In contrast to tampons, the menstrual cup does not absorb anything, but only collects your menstrual blood. As a result, the vaginal flora not affected, as shown by the above research.

tampon disease

Tampon disease is also known as toxic shock syndrome or toxic shock syndrome (TSS). The disease is caused by the Staphylococcus aureus bacteria and mainly occurs in menstruating women who wear tampons.

The bacterium is not normally harmful, but in some cases it can cause an infection. Risk situations are for example:

  • A sultry environment
  • Wounds or damage to the skin and mucous membranes

In exceptional cases, the use of tampons can lead to the above situations. In particular high absorbency tampons are a risk factor because they are often worn for a longer period of time.

Bron: iStock

According to the laws of logic, the risk of tampon disease should be less when using the menstrual cup than when using tampons. If the cup is used correctly (i.e.: clean and boil it in time), the very small chance of infection.

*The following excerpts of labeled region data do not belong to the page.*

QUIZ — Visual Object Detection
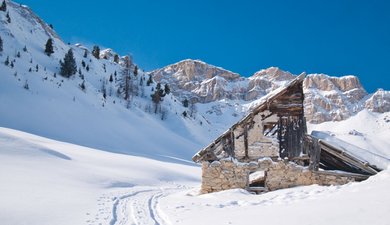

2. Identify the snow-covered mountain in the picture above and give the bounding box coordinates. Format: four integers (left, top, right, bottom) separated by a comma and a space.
0, 1, 218, 160
0, 1, 390, 225
150, 59, 390, 123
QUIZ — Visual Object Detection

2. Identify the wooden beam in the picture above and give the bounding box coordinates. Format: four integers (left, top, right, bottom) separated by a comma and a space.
319, 139, 378, 175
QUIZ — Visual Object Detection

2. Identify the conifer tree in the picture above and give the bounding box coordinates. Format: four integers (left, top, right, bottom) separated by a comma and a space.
60, 49, 77, 77
183, 99, 189, 108
45, 38, 54, 56
4, 56, 9, 66
0, 36, 3, 52
150, 83, 165, 114
92, 45, 100, 59
164, 84, 171, 95
5, 12, 11, 23
114, 54, 119, 63
134, 65, 138, 76
119, 56, 132, 100
146, 74, 153, 86
0, 0, 7, 12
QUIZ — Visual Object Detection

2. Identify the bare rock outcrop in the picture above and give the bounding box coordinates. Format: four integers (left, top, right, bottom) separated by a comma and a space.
150, 59, 390, 123
365, 89, 390, 113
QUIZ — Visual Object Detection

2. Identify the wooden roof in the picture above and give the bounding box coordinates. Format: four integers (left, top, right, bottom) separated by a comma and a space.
192, 73, 306, 163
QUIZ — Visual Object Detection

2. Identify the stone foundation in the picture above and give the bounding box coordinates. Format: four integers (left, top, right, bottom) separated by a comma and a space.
265, 161, 354, 191
201, 158, 354, 194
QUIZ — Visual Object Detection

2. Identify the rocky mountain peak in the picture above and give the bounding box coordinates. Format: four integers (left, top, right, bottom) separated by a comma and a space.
252, 67, 294, 81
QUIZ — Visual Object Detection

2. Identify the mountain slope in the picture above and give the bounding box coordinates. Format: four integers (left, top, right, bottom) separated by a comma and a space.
0, 2, 217, 160
150, 59, 390, 123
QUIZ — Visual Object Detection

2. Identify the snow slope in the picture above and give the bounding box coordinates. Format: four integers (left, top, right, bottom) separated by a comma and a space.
0, 128, 390, 225
0, 128, 200, 225
0, 2, 219, 161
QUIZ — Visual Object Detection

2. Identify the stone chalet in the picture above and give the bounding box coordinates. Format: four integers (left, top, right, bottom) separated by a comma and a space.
192, 74, 379, 193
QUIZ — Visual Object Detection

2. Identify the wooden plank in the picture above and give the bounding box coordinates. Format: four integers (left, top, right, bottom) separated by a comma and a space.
313, 170, 370, 181
319, 140, 377, 175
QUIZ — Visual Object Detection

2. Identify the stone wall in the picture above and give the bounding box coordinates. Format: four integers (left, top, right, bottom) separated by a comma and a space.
265, 158, 354, 191
201, 159, 251, 194
201, 158, 354, 194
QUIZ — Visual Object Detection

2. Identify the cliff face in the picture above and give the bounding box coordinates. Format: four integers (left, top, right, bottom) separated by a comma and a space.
150, 60, 390, 123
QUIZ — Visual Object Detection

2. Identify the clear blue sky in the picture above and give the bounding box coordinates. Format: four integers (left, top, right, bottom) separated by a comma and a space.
19, 0, 390, 92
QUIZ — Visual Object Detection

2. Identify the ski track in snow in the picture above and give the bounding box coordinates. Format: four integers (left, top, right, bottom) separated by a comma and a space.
86, 186, 183, 225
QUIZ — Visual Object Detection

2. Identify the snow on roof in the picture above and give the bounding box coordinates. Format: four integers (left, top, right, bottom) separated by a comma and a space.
311, 131, 390, 169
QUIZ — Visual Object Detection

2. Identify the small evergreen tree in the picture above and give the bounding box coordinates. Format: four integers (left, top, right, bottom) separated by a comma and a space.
164, 84, 171, 95
5, 12, 11, 23
114, 54, 119, 63
60, 49, 77, 77
80, 80, 85, 91
92, 45, 100, 59
134, 65, 138, 76
0, 0, 7, 12
183, 99, 189, 108
23, 80, 30, 90
4, 56, 9, 66
146, 74, 153, 86
150, 83, 165, 114
45, 38, 54, 56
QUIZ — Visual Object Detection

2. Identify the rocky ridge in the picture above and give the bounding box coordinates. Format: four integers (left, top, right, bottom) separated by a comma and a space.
149, 59, 390, 123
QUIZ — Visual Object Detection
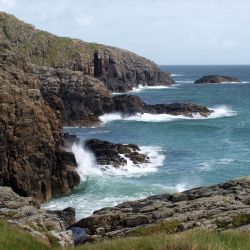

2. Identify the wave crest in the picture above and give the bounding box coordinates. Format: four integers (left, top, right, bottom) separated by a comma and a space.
99, 105, 237, 124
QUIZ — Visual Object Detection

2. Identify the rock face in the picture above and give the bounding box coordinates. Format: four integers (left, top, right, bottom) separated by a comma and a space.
195, 75, 241, 84
31, 65, 112, 126
107, 95, 213, 117
0, 187, 75, 247
74, 177, 250, 238
85, 139, 150, 167
0, 43, 80, 201
0, 12, 174, 92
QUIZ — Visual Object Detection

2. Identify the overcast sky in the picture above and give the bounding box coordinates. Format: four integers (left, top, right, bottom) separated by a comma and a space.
0, 0, 250, 64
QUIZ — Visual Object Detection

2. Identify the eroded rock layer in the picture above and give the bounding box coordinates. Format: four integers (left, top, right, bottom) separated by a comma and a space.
75, 177, 250, 237
85, 139, 150, 168
0, 12, 174, 92
0, 43, 80, 201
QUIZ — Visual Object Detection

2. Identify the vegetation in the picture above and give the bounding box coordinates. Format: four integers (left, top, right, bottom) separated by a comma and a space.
0, 221, 250, 250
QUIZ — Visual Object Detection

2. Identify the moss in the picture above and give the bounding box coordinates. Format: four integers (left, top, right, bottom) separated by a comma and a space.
129, 220, 181, 236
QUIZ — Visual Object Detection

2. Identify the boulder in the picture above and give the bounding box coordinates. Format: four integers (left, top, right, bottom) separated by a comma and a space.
106, 95, 213, 117
74, 177, 250, 238
194, 75, 241, 84
85, 139, 150, 168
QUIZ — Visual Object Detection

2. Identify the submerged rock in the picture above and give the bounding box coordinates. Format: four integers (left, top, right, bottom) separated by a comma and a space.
74, 177, 250, 238
194, 75, 241, 84
0, 187, 75, 247
85, 139, 150, 168
107, 95, 213, 117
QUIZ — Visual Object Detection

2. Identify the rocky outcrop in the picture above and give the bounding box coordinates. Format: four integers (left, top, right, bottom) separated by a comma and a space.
0, 43, 80, 201
0, 187, 75, 247
0, 12, 174, 92
31, 65, 112, 126
195, 75, 241, 84
107, 95, 213, 117
75, 177, 250, 238
85, 139, 150, 168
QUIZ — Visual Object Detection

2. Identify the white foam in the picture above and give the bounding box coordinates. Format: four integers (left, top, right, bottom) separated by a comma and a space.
99, 105, 237, 124
102, 146, 165, 177
175, 81, 194, 83
72, 144, 165, 181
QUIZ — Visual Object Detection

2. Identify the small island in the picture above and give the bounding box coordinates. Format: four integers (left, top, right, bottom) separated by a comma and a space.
194, 75, 241, 84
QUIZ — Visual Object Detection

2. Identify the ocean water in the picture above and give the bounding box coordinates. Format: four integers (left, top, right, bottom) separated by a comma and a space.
44, 66, 250, 219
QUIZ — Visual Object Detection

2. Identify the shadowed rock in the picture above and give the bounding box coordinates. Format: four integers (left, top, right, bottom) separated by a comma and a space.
72, 177, 250, 238
85, 139, 150, 168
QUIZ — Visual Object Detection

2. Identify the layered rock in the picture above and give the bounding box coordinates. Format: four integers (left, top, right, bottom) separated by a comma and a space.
0, 43, 80, 201
31, 65, 112, 126
0, 187, 75, 247
75, 177, 250, 238
85, 139, 150, 168
0, 12, 174, 92
107, 95, 213, 117
195, 75, 241, 84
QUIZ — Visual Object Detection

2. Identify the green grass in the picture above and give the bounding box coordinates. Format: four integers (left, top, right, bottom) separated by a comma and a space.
0, 221, 50, 250
0, 221, 250, 250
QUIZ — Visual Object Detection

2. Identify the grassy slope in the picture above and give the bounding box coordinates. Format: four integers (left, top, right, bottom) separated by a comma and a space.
0, 222, 250, 250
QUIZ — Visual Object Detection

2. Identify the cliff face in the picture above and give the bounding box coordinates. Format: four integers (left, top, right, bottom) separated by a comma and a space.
0, 12, 173, 92
32, 65, 111, 126
0, 43, 79, 201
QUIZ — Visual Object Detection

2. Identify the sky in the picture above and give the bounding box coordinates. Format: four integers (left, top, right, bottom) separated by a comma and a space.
0, 0, 250, 65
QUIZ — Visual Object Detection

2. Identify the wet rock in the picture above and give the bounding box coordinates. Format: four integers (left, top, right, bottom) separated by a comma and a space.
75, 177, 250, 238
0, 12, 174, 94
70, 227, 87, 246
195, 75, 241, 84
85, 139, 150, 168
107, 95, 213, 117
0, 46, 80, 201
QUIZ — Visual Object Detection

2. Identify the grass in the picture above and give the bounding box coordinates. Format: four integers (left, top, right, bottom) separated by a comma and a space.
0, 221, 250, 250
0, 221, 50, 250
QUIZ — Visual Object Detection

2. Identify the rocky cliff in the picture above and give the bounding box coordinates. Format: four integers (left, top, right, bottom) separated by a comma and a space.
0, 43, 80, 201
74, 177, 250, 238
0, 12, 173, 92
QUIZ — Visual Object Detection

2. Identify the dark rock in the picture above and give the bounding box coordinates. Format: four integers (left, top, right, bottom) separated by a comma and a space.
0, 12, 174, 94
74, 177, 250, 238
85, 139, 150, 167
70, 227, 87, 246
195, 75, 241, 84
0, 41, 80, 201
63, 133, 80, 148
107, 95, 213, 117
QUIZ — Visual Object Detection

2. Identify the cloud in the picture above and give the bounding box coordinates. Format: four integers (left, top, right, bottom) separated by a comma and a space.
0, 0, 16, 10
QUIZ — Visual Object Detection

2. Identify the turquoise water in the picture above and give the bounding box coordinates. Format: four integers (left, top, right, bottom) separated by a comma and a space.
45, 66, 250, 218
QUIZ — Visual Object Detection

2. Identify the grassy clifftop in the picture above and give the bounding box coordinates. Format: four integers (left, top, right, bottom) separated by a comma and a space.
0, 221, 250, 250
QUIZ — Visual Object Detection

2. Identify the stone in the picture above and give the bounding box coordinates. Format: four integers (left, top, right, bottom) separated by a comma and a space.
195, 75, 241, 84
74, 177, 250, 239
0, 187, 75, 247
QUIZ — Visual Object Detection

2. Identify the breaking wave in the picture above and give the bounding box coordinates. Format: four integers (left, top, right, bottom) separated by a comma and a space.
100, 105, 237, 124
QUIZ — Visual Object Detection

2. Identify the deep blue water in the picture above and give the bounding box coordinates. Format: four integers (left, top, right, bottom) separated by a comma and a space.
43, 66, 250, 218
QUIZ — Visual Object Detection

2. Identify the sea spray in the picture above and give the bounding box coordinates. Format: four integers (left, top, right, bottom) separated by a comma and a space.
100, 105, 237, 124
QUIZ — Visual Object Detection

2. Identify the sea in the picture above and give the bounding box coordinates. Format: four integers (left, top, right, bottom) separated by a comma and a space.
43, 65, 250, 219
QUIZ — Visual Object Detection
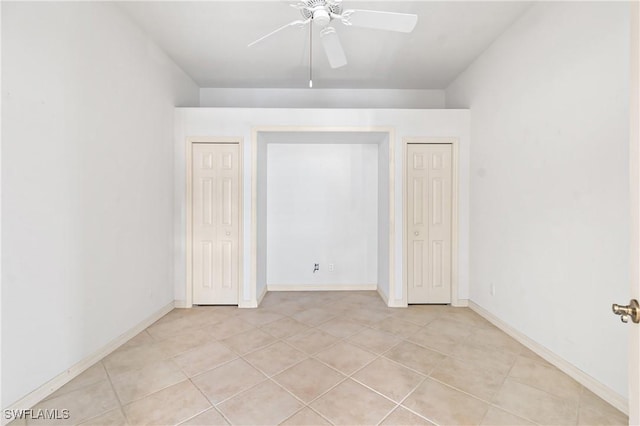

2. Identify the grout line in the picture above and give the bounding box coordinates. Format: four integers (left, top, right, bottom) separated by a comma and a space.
100, 360, 129, 424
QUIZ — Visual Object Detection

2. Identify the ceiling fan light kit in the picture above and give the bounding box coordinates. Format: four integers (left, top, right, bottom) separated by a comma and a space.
249, 0, 418, 87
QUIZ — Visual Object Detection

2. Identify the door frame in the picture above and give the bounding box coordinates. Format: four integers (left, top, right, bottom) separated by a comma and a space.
402, 137, 460, 306
185, 136, 244, 308
628, 1, 640, 425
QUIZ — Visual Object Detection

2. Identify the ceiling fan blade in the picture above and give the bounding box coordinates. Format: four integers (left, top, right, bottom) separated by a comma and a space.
320, 27, 347, 68
247, 19, 311, 47
342, 9, 418, 33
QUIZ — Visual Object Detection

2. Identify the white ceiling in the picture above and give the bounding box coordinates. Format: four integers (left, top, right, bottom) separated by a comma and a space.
119, 0, 531, 89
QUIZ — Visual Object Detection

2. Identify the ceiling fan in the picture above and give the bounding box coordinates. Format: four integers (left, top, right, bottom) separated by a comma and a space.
248, 0, 418, 68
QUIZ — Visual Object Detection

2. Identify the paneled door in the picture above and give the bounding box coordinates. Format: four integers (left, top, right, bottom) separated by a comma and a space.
191, 143, 240, 305
406, 144, 452, 303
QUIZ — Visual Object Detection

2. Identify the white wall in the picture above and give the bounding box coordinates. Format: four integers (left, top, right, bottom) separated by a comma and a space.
1, 2, 198, 407
200, 88, 445, 109
266, 143, 378, 287
447, 2, 629, 396
174, 108, 469, 304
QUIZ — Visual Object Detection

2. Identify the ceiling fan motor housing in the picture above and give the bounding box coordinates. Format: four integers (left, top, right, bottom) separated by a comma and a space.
300, 0, 342, 28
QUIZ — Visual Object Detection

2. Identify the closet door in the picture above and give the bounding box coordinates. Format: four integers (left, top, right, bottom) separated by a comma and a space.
405, 144, 452, 303
191, 143, 240, 305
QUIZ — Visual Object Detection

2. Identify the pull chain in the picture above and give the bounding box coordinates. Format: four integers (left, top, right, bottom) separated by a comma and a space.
309, 20, 313, 89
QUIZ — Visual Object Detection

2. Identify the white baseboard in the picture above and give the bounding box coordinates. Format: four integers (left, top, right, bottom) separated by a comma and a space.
469, 301, 629, 415
256, 285, 267, 307
173, 300, 193, 309
2, 302, 174, 425
451, 299, 469, 308
376, 286, 389, 306
267, 284, 378, 291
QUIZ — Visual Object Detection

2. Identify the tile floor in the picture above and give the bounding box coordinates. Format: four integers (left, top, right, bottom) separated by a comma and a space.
21, 292, 627, 425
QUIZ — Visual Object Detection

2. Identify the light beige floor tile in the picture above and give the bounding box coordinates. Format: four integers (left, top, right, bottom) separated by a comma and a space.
268, 301, 305, 316
372, 316, 422, 338
318, 317, 364, 339
311, 379, 396, 425
204, 317, 254, 340
124, 380, 211, 425
353, 358, 424, 402
221, 329, 276, 355
273, 359, 345, 403
191, 359, 266, 404
260, 317, 309, 339
445, 307, 494, 328
120, 330, 155, 349
392, 305, 440, 326
467, 328, 524, 354
102, 344, 168, 377
180, 408, 229, 426
292, 308, 334, 326
480, 407, 535, 426
282, 407, 331, 426
236, 309, 284, 327
519, 346, 551, 367
111, 360, 187, 404
27, 381, 118, 425
402, 379, 489, 425
381, 407, 435, 426
147, 316, 194, 340
173, 342, 238, 377
82, 407, 129, 426
431, 358, 506, 402
347, 308, 391, 326
287, 328, 339, 355
578, 388, 629, 426
347, 328, 402, 354
244, 342, 308, 376
449, 340, 518, 374
493, 378, 578, 425
218, 380, 303, 425
407, 319, 471, 354
315, 342, 376, 376
384, 342, 445, 375
509, 356, 582, 401
45, 362, 109, 399
156, 329, 215, 357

Unlike tampons because menstrual cups do not absorb anything and therefore leave your vaginal flora intact. Cups also do not leave fluff or other residual materials in the vagina. In addition, when using the menstrual cup, there is no oxygen in the menstrual blood. This prevents a sweltering environment.

Read here our previous article on tampon disease.


According to the large-scale research published in The Lancet to sit no dangers to the use of the menstrual cup, provided you use it correctly. There are also other benefits to using the menstrual cup. This is how wearing a cup is very comfortable and in addition good for the environment and your wallet. You can use one cup for years long use.